Suppose the average return on Asset A is 6.8 percent and the standard deviation is 8 percent, and the average return and standard deviation on Asset B are 3.9 percent and 3.3 percent, respectively. Further assume that the returns are normally distributed. Use the NORMDIST function in Excel® to answer the following questions.
a. What is the probability that in any given year, the return on Asset A will be greater than 10 percent? Less than 0 percent? (Do not round intermediate calculations and enter your answers as a percent rounded to 2 decimal places, e.g., 32.16.)

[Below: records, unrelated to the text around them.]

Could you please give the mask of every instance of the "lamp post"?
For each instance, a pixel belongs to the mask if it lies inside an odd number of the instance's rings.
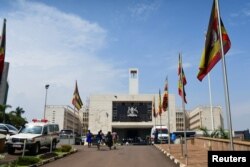
[[[44,103],[44,113],[43,113],[43,119],[45,119],[45,111],[46,111],[46,103],[47,103],[47,93],[49,89],[49,84],[45,85],[45,103]]]

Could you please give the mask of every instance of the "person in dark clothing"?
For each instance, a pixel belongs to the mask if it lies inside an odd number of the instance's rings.
[[[88,133],[87,133],[87,142],[88,142],[88,147],[91,147],[92,133],[90,132],[90,130],[88,130]]]
[[[96,141],[97,141],[97,149],[100,150],[100,145],[102,142],[102,131],[101,130],[96,135]]]
[[[109,147],[111,150],[111,147],[113,146],[113,137],[111,132],[109,131],[108,134],[106,135],[106,145]]]
[[[155,137],[154,137],[154,143],[155,143],[155,144],[158,143],[158,133],[159,133],[158,130],[155,129],[155,133],[154,133],[154,136],[155,136]]]

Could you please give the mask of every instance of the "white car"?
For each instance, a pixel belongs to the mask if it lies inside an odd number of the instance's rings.
[[[32,154],[38,154],[43,146],[54,150],[59,142],[59,125],[34,121],[26,124],[18,134],[12,135],[6,141],[8,153],[22,150],[25,146]]]

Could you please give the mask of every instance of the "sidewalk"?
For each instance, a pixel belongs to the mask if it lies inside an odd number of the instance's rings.
[[[180,163],[180,167],[186,166],[185,157],[182,156],[181,144],[171,144],[170,150],[168,144],[155,144],[170,159]],[[185,144],[183,144],[185,150]],[[188,167],[206,167],[208,151],[203,146],[191,145],[188,143]]]

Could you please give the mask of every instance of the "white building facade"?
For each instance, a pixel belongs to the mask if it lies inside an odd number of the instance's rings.
[[[168,126],[167,112],[153,117],[152,101],[158,111],[159,94],[138,94],[138,70],[129,70],[129,94],[91,95],[89,105],[89,130],[92,133],[117,132],[122,138],[150,135],[154,125]],[[163,94],[161,95],[161,98]],[[170,130],[175,131],[175,96],[169,95]]]
[[[209,106],[195,108],[189,112],[189,127],[190,130],[199,130],[201,127],[206,127],[208,130],[224,128],[222,108],[220,106],[214,106],[212,110]]]

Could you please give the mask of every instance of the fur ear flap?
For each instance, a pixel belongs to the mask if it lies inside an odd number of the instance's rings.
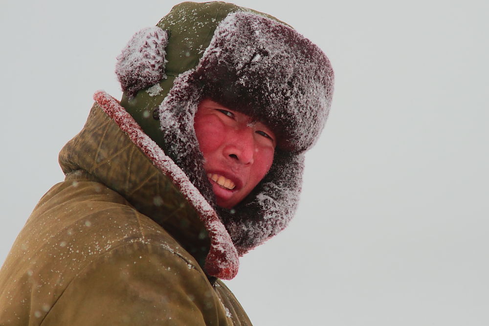
[[[134,35],[117,57],[115,73],[121,87],[130,97],[166,78],[165,48],[168,35],[157,26],[143,28]]]

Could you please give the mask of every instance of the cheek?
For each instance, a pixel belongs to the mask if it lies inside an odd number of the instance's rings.
[[[194,124],[199,146],[204,158],[206,155],[218,149],[222,139],[225,139],[225,132],[222,127],[219,124],[207,121],[208,120],[196,119]]]
[[[275,151],[272,148],[257,149],[256,158],[253,164],[255,169],[257,178],[259,179],[257,183],[261,181],[263,177],[270,170],[273,163],[273,154]]]

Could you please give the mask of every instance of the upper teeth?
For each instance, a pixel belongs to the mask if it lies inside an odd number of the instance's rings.
[[[229,179],[226,179],[222,175],[219,174],[213,174],[212,173],[207,174],[207,177],[214,181],[221,187],[231,190],[234,189],[236,185],[234,182]]]

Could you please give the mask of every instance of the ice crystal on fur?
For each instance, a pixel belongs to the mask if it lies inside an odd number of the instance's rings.
[[[115,73],[130,96],[166,77],[166,32],[154,26],[144,28],[131,39],[117,57]]]
[[[210,184],[193,128],[206,97],[267,124],[281,139],[268,174],[233,212],[216,207],[240,255],[283,230],[299,200],[303,152],[320,133],[333,73],[328,58],[289,26],[261,15],[230,14],[195,69],[176,79],[159,107],[169,154],[210,202]]]

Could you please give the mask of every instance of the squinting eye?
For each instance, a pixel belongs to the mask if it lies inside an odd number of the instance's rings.
[[[258,133],[259,135],[261,135],[262,136],[263,136],[264,137],[267,137],[267,138],[269,138],[272,141],[273,141],[273,138],[272,138],[272,137],[270,137],[270,136],[269,136],[267,133],[266,132],[265,132],[264,131],[262,131],[261,130],[256,130],[256,133]]]
[[[219,112],[221,112],[223,114],[225,114],[225,115],[229,117],[230,118],[234,118],[234,114],[232,112],[229,112],[229,111],[227,111],[226,110],[223,110],[221,109],[216,109],[219,111]]]

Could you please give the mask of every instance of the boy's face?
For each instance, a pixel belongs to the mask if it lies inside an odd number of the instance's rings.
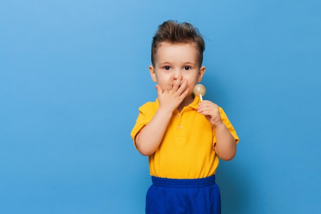
[[[155,68],[149,66],[149,71],[153,81],[164,91],[172,75],[174,76],[174,82],[182,74],[183,80],[188,79],[187,88],[189,88],[188,94],[193,92],[194,87],[199,82],[205,72],[205,67],[198,68],[198,52],[194,43],[173,44],[162,42],[158,46],[155,58]]]

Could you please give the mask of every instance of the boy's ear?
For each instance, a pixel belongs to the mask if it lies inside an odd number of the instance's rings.
[[[152,77],[152,80],[154,82],[157,82],[156,73],[155,73],[155,70],[154,70],[154,67],[153,67],[153,66],[149,66],[148,69],[149,69],[149,73],[150,73],[150,76]]]
[[[198,76],[197,76],[197,83],[200,82],[202,81],[202,79],[203,78],[203,75],[205,73],[205,67],[202,66],[199,69],[199,71],[198,72]]]

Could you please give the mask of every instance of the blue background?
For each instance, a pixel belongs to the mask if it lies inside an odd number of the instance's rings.
[[[223,213],[321,210],[317,1],[0,3],[0,213],[143,213],[148,158],[130,136],[157,94],[152,37],[205,38],[205,99],[240,138],[216,181]]]

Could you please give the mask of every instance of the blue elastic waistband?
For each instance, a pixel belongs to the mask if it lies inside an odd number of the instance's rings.
[[[195,179],[175,179],[152,176],[153,185],[175,188],[195,188],[210,186],[215,183],[215,175]]]

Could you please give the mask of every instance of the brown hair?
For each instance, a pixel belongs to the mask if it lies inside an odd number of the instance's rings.
[[[152,42],[151,58],[153,66],[155,66],[155,57],[158,46],[163,41],[173,44],[194,42],[198,51],[197,58],[199,67],[202,66],[205,44],[198,29],[191,24],[188,23],[177,23],[176,21],[169,20],[158,26]]]

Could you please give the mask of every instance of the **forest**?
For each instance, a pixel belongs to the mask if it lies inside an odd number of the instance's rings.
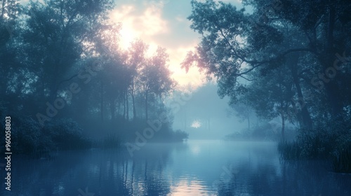
[[[351,170],[351,4],[348,1],[192,1],[201,42],[183,62],[216,78],[220,97],[248,118],[281,118],[285,160],[333,160]],[[285,138],[285,124],[298,130]],[[290,140],[290,141],[289,141]]]
[[[176,85],[166,48],[147,54],[135,39],[122,50],[114,1],[1,2],[0,115],[17,153],[118,147],[161,114],[170,118],[153,141],[187,138],[164,105]]]
[[[350,10],[0,0],[0,195],[351,195]]]

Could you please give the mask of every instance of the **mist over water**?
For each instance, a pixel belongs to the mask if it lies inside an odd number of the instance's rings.
[[[349,176],[322,162],[285,163],[276,149],[190,140],[148,144],[133,158],[123,149],[65,152],[14,161],[16,188],[6,195],[350,195]]]

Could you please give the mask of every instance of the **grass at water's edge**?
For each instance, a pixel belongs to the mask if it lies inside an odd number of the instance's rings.
[[[336,173],[351,174],[351,149],[338,149],[332,151],[323,150],[326,148],[312,149],[303,148],[305,144],[301,141],[279,141],[277,145],[278,152],[284,160],[300,160],[322,159],[330,162],[333,172]]]

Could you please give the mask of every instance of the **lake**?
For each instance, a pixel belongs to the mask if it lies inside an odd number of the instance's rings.
[[[351,175],[319,161],[282,162],[272,142],[148,144],[133,158],[124,146],[11,161],[12,190],[2,183],[1,195],[351,195]]]

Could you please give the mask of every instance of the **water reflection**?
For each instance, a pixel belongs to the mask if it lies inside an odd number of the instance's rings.
[[[351,176],[321,162],[281,162],[273,143],[189,141],[13,160],[1,195],[350,195]],[[1,175],[4,176],[2,170]]]

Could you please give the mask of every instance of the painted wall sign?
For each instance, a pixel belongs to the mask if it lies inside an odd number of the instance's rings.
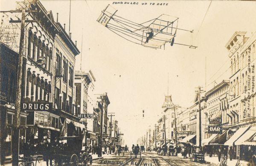
[[[21,102],[20,107],[20,109],[23,111],[51,111],[52,110],[52,103]]]

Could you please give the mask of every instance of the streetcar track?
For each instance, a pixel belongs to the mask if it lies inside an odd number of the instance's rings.
[[[126,164],[126,163],[128,163],[129,161],[131,161],[134,158],[134,158],[132,156],[131,156],[131,158],[130,159],[129,159],[129,160],[128,160],[125,161],[125,163],[124,163],[122,165],[120,165],[120,166],[123,166],[125,165]]]

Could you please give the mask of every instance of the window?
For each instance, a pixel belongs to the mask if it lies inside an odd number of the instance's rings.
[[[73,87],[73,66],[69,67],[69,74],[70,74],[70,79],[68,82],[68,85]]]
[[[70,113],[73,113],[73,112],[72,112],[72,97],[71,96],[68,96],[68,103],[69,104],[69,110],[68,112]]]
[[[42,54],[42,42],[40,39],[38,39],[38,48],[37,59],[40,58],[40,56]]]
[[[10,79],[10,101],[14,103],[16,96],[16,80],[14,72],[13,71],[11,74]]]
[[[35,60],[36,55],[37,55],[38,52],[38,39],[35,34],[34,35],[34,42],[33,44],[33,56],[32,58]]]
[[[51,60],[52,58],[52,48],[50,48],[49,50],[49,62],[48,62],[48,70],[49,71],[51,71],[52,70],[52,64],[51,64]]]
[[[56,76],[60,76],[61,75],[61,56],[56,53]]]
[[[31,78],[31,72],[30,70],[28,70],[27,72],[26,85],[26,96],[29,97],[29,87],[31,86],[31,82],[32,79]]]
[[[39,95],[40,95],[40,89],[41,87],[41,82],[39,76],[36,78],[36,86],[35,87],[35,101],[37,101],[39,99]],[[38,91],[39,93],[38,94]]]
[[[57,107],[60,109],[60,90],[57,87],[55,87],[55,103]]]
[[[28,45],[28,56],[29,57],[32,57],[33,55],[33,41],[34,37],[33,34],[31,30],[29,30],[29,41]]]
[[[67,64],[65,58],[63,59],[63,81],[67,82]]]
[[[67,111],[67,94],[64,92],[62,92],[63,98],[62,100],[62,109],[65,111]]]
[[[31,93],[30,94],[31,98],[30,100],[31,101],[33,101],[34,100],[34,98],[35,97],[35,96],[34,95],[34,88],[35,87],[36,88],[36,78],[35,78],[35,73],[33,73],[32,75],[32,82],[31,82]]]

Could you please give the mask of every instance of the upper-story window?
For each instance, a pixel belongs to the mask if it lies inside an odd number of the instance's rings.
[[[33,56],[32,58],[35,60],[36,56],[38,54],[38,40],[35,34],[34,34],[34,43],[33,45]]]
[[[61,73],[61,56],[60,56],[59,54],[58,53],[56,53],[56,73],[55,74],[56,76],[60,76]]]
[[[48,70],[50,72],[52,70],[52,48],[49,50]]]
[[[32,58],[33,55],[34,36],[31,30],[29,30],[29,31],[28,40],[29,44],[28,45],[28,56],[29,57]]]
[[[41,39],[38,39],[38,54],[37,54],[37,59],[38,59],[40,58],[40,56],[42,54],[42,42]]]
[[[73,79],[74,74],[73,68],[73,66],[69,67],[69,80],[68,81],[68,85],[72,87],[73,86]]]
[[[63,81],[67,82],[67,63],[65,58],[63,59]]]
[[[236,58],[234,58],[234,73],[236,73]]]
[[[244,60],[244,55],[243,53],[243,55],[242,56],[242,68],[244,68],[245,67],[245,61]]]

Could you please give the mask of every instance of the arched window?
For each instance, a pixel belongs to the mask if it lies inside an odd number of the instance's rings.
[[[253,60],[254,60],[256,53],[255,53],[255,45],[254,44],[253,45],[253,50],[252,51],[253,52]]]
[[[32,31],[29,30],[29,41],[28,42],[28,56],[30,58],[32,57],[33,55],[33,41],[34,37],[33,33],[32,33]]]
[[[239,95],[239,82],[238,81],[238,77],[236,77],[236,95]]]
[[[41,87],[40,87],[40,95],[39,96],[39,99],[40,100],[44,100],[44,98],[42,98],[42,97],[44,97],[44,79],[41,79]]]
[[[45,51],[45,69],[46,69],[46,70],[48,70],[48,67],[49,66],[48,63],[48,59],[49,56],[49,48],[47,47],[46,47],[46,51]]]
[[[39,99],[39,96],[38,95],[38,91],[40,90],[40,87],[41,87],[41,82],[40,81],[40,78],[39,76],[38,76],[36,78],[36,86],[35,88],[35,101],[37,101]],[[40,91],[39,92],[40,93]]]
[[[36,35],[34,35],[34,42],[33,43],[33,57],[32,57],[34,60],[35,60],[35,57],[37,56],[38,52],[38,41]]]
[[[245,67],[245,63],[244,62],[244,55],[243,54],[242,56],[242,68],[244,68]]]
[[[244,90],[245,90],[246,91],[247,91],[247,71],[246,71],[245,72],[245,76],[244,76],[244,84],[245,84],[244,85]]]
[[[233,61],[231,60],[231,75],[233,75]]]
[[[37,59],[38,59],[40,58],[40,56],[42,54],[42,42],[41,42],[40,39],[38,39],[38,50]]]
[[[36,84],[36,78],[35,78],[35,75],[33,73],[32,75],[32,82],[31,82],[31,94],[30,94],[30,100],[32,101],[33,101],[35,99],[35,96],[34,95],[34,87]],[[36,88],[36,86],[35,86]]]
[[[237,58],[236,59],[236,60],[237,61],[237,69],[239,69],[239,57],[238,57],[238,55],[237,55]]]
[[[246,66],[247,65],[247,64],[248,63],[248,55],[247,55],[247,51],[245,52],[245,65],[244,66]]]
[[[234,73],[236,73],[236,58],[234,58]]]
[[[242,92],[244,92],[244,76],[242,75]]]
[[[15,102],[15,96],[16,96],[16,80],[14,71],[12,71],[10,77],[10,101],[11,103]]]
[[[31,87],[31,83],[32,82],[32,78],[31,78],[31,72],[30,70],[28,70],[27,72],[26,78],[26,96],[29,97],[29,90],[31,88],[29,87]]]
[[[52,69],[52,68],[51,68],[51,60],[52,59],[52,48],[50,48],[50,50],[49,50],[49,62],[48,62],[48,71],[49,71],[49,72],[51,71],[51,70]]]

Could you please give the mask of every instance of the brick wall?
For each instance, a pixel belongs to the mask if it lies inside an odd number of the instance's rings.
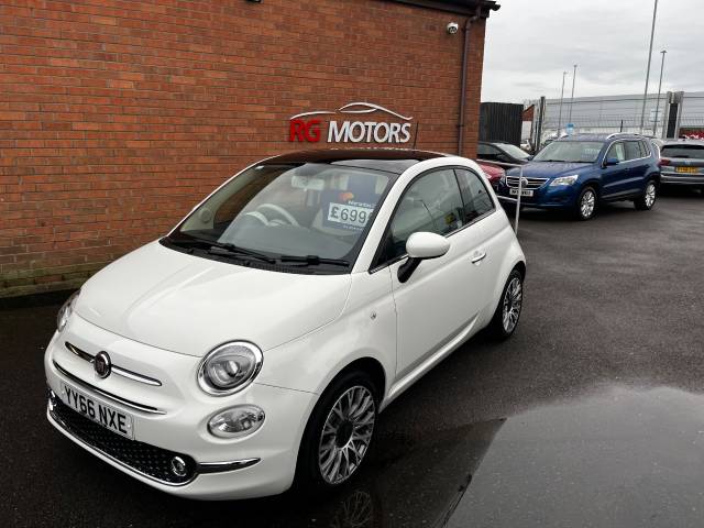
[[[457,152],[461,15],[381,0],[3,0],[0,296],[76,286],[216,185],[364,100]],[[473,26],[474,154],[484,22]],[[322,146],[322,145],[321,145]]]

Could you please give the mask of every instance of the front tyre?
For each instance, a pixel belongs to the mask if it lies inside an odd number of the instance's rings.
[[[580,193],[574,207],[574,216],[578,220],[591,220],[596,211],[596,191],[593,187],[585,187]]]
[[[639,211],[649,211],[652,209],[652,206],[656,205],[656,199],[658,198],[658,186],[654,180],[649,179],[646,184],[646,188],[642,191],[642,195],[636,198],[634,204],[636,205],[636,209]]]
[[[372,443],[377,389],[363,372],[336,380],[322,394],[301,440],[297,480],[331,490],[350,480]]]
[[[524,276],[518,270],[514,270],[508,275],[502,298],[488,324],[488,331],[495,339],[503,341],[513,336],[518,326],[522,305]]]

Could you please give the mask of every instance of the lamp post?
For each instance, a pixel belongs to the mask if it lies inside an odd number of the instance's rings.
[[[662,94],[662,72],[664,72],[664,55],[667,50],[660,52],[662,54],[662,62],[660,63],[660,82],[658,84],[658,100],[656,101],[656,119],[652,123],[652,135],[658,135],[658,122],[660,121],[660,94]]]
[[[658,16],[658,0],[652,9],[652,28],[650,29],[650,51],[648,52],[648,69],[646,72],[646,91],[642,95],[642,111],[640,112],[640,133],[646,123],[646,102],[648,100],[648,82],[650,82],[650,63],[652,61],[652,38],[656,35],[656,19]]]
[[[570,97],[570,113],[568,117],[568,123],[572,122],[572,107],[574,106],[574,81],[576,80],[576,64],[574,65],[574,72],[572,74],[572,96]]]
[[[560,139],[560,130],[562,129],[562,101],[564,101],[564,77],[566,72],[562,72],[562,91],[560,91],[560,117],[558,118],[558,139]]]

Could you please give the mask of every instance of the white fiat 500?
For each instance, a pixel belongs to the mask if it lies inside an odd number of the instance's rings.
[[[469,160],[268,158],[64,305],[47,416],[176,495],[334,487],[394,398],[479,330],[514,332],[525,272]]]

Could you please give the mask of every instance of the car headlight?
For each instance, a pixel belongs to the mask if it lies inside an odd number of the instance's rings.
[[[573,174],[572,176],[560,176],[559,178],[554,178],[550,182],[550,187],[557,187],[559,185],[574,185],[579,177],[579,174]]]
[[[232,341],[212,350],[198,367],[198,385],[213,396],[242,391],[262,369],[262,351],[245,341]]]
[[[59,308],[58,314],[56,315],[56,330],[62,332],[64,328],[66,328],[66,323],[70,318],[70,315],[74,312],[74,305],[76,304],[76,299],[78,298],[78,294],[80,294],[80,289],[75,292],[66,302]]]

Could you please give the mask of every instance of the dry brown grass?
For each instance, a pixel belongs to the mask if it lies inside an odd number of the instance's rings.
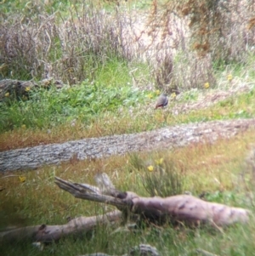
[[[241,174],[247,152],[255,142],[254,131],[247,131],[216,144],[193,145],[173,151],[141,153],[144,161],[162,157],[173,161],[178,169],[185,169],[184,189],[195,194],[202,191],[240,191],[246,189]],[[94,161],[76,159],[60,166],[49,166],[30,172],[2,174],[0,192],[1,226],[24,224],[66,222],[68,216],[93,215],[105,210],[99,204],[75,199],[54,184],[54,177],[76,182],[94,184],[99,172],[108,174],[117,188],[146,195],[141,185],[141,171],[133,169],[129,156],[112,156]],[[247,169],[246,175],[248,175]],[[12,176],[13,175],[13,176]],[[19,176],[25,176],[20,182]],[[250,176],[248,176],[250,177]],[[249,180],[247,181],[250,182]],[[107,207],[107,210],[111,208]]]
[[[117,56],[147,62],[146,82],[171,92],[213,85],[213,61],[245,62],[254,45],[254,3],[248,0],[153,1],[150,9],[128,11],[122,4],[110,13],[88,4],[71,8],[68,18],[48,15],[39,3],[30,8],[31,16],[26,10],[3,18],[4,77],[76,84],[94,79],[99,65]]]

b. What is the probability that in any given year, the return on Asset B will be greater than 10 percent? Less than 0 percent? (Do not round intermediate calculations and enter your answers as a percent rounded to 2 decimal places, e.g., 32.16.)
c-1. In a particular year, the return on Asset A was −4.35 percent. How likely is it that such a low return will recur at some point in the future? (Do not round intermediate calculations and enter your answer as a percent rounded to 2 decimal places, e.g., 32.16.)
c-2. Asset B had a return of 10.6 percent in this same year. How likely is it that such a high return will recur at some point in the future? (Do not round intermediate calculations and enter your answer as a percent rounded to 2 decimal places, e.g., 32.16.)
The formula for Normal Distribution function in excel is NORMDIST(value of reference,mean, Standard deviation, True)
By definition, the result that a NORMDIST function gives indicates the less than referene value probability. Hence for identifying the value of more than 10% in Asset A, we have to reduce the value arrived using NORMDIST function by 1. i.e 1-NORMDIST.
Value of Reference | Mean | SD | NORMDIST Result | Greater than value | Final result | |
Question 1 Asset A | > 10% | 6.80% | 8% | 0.66 | =1-0.66 | 0.34 |
Question 1 Asset A | <0% | 6.80% | 8% | 0.20 | 0.20 | |
Question 2 Asset B | > 10% | 3.90% | 3% | 0.97 | =1-0.97 | 0.03 |
Question 2 Asset B | <0% | 3.90% | 3% | 0.12 | 0.12 |
In a continuous distribution, probability of any particular single value from a continuous distribution is always zero. Hence the probability of getting a return of -4.35% from Asset A or 10.6% from Asset B is Zero. Answer to Question C-1 and C-2 is Zero.